宮台真司氏・小島慶子氏・谷崎テトラ氏に学ぶ、「不安」にとらわれない生き方

2019年5月16日、EARTH JOURNALが主催するイベント「SDGs LIVE #1」が開催されました。国連が推奨しているSDGsをより多くの方に広めるために、 それぞれのジャンルの専門家を招き、 現状の問題点や実現に向けての課題について語り合います。第1回となる今回のイベントは、社会学者の宮台真司氏とエッセイストの小島慶子氏をゲストに招き、子育ての経験や専門分野の知見から、SDGsの目標4にあたる「質の高い教育」をベースに、これからの社会を支えるための教育についてディスカッションを開催しました。
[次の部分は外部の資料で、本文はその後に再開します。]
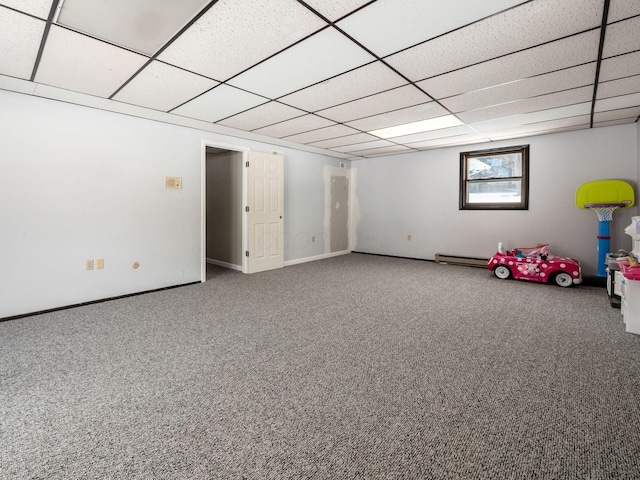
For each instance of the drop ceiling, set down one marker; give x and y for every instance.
(330, 75)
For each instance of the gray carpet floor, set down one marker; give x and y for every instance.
(355, 367)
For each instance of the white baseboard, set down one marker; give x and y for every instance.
(224, 264)
(288, 263)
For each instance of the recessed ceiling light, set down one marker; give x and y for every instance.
(417, 127)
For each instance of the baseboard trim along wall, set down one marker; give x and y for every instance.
(288, 263)
(224, 264)
(108, 299)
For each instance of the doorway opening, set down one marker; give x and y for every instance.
(223, 197)
(242, 209)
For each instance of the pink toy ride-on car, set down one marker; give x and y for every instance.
(535, 264)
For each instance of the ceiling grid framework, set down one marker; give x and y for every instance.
(339, 77)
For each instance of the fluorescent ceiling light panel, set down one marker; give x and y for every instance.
(76, 62)
(144, 25)
(417, 127)
(19, 43)
(324, 55)
(387, 26)
(234, 35)
(163, 87)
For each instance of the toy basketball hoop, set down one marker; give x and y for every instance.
(604, 211)
(604, 197)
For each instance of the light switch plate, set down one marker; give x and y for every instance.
(173, 182)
本パートでは、どのように不安を受容するかや、利他心を育む学びについて語りました。

「不安であってはならない」と言われるほど苦しいことはない

谷崎テトラ氏(以下、谷崎):そうなっていない理由は何なんですかね? なぜ、そうなっていないんですかね?

小島慶子氏(以下、小島):ねぇ。やっぱり不安じゃいけないからじゃないの? 私は不安障害という病気なんですけれども、もう10年以上、不安障害と二人三脚で。(横を指しながら)いつもここに不安障害がいるんです。
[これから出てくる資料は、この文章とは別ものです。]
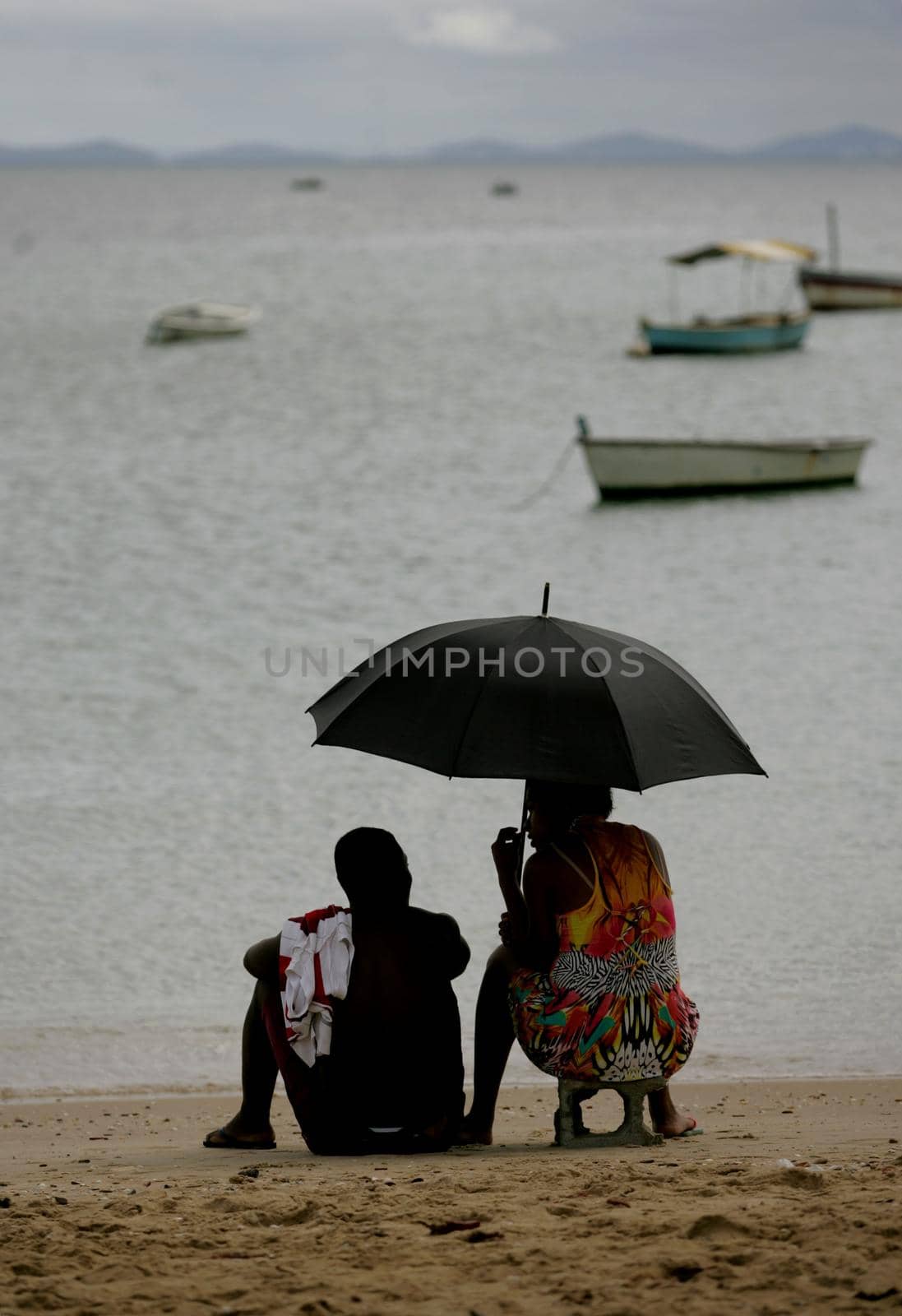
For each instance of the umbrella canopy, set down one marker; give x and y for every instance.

谷崎:いつも、絶えず不安がある。でも、多くの人がそうなんじゃないですか? 僕たちは不安によって生きている。だってSDGsに関しても、「地球環境やばいよ」って、いうことが……。

小島:限定的に説明すると、不安障害、全般性不安障害というのは、「理由のない絶え間のない不安感で、本当に生活が困難になる」ものなんです。それ(症状)はよくなったり悪くなったりする。今なんかは別に良いんですが、でも悪くなるときもあったりする。

谷崎:なるほど。

小島:さっきの不安の話に戻るけれども、やっぱり「不安であってはならない」と言われるから不安なんですね。
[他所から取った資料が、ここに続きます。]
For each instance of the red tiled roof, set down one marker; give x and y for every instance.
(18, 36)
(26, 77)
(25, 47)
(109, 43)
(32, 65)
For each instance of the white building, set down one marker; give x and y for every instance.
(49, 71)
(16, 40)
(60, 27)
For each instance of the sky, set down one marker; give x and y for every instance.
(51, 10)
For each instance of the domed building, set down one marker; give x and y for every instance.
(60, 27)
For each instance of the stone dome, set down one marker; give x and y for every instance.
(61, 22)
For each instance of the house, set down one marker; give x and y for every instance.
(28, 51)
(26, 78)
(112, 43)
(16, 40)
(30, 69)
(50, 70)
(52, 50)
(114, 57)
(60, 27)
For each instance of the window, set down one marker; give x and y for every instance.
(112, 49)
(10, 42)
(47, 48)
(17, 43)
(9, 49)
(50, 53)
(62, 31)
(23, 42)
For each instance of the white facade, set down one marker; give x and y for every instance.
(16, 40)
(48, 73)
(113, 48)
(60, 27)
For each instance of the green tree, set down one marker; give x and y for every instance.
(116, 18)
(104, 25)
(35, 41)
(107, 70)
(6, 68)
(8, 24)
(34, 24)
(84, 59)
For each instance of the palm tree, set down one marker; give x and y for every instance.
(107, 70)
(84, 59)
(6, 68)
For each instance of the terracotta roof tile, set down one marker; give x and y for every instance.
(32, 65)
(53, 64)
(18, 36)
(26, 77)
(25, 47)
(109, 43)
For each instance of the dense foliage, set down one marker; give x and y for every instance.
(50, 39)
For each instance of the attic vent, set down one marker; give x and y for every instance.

宮台真司氏(以下、宮台):そうです。だから不安を埋め合わせしようとしちゃうわけ。埋め合せる必要はないんですよ。

小島:そう。ブタさんたちも……。ブタって言うけど、やっぱり私のなかにもブタとクズとがいるの。

宮台:いないよ! 埋め合わせしてないじゃん。

小島:でも、いるのよ。だって、わかるんだもん。宮台さんがブタとかクズと言っている人の気持ちがわかるということは、シンクロしているわけ。私は宇宙人の気持ちはわからない。なぜかというと、私のなかに宇宙人はいないから。

だけど、やっぱりブタとかクズって言われる人たちの吐いている言葉を聞くと、腹が立つんだけどわかるんだよね。「いつかの私だったかもしれない」って思うの。だからやっぱり、私の不安と彼らの不安は通底していると思う。やっぱり「不安であってはならない」と言われることほど、苦しいことってないんですよ。

宮台:そう。

人の抑圧を減らし、ポテンシャルを高めるメッセージとは

小島:だから、「不安であってはならない」というメッセージが、どこからどのようなかたちで出されているのか、そのメッセージに抑圧されている人たちに、「不安でもいいんだよ。大丈夫。OK! 生きていける!」というメッセージを、どのようなかたちで与えるかのほうが大事な気がします。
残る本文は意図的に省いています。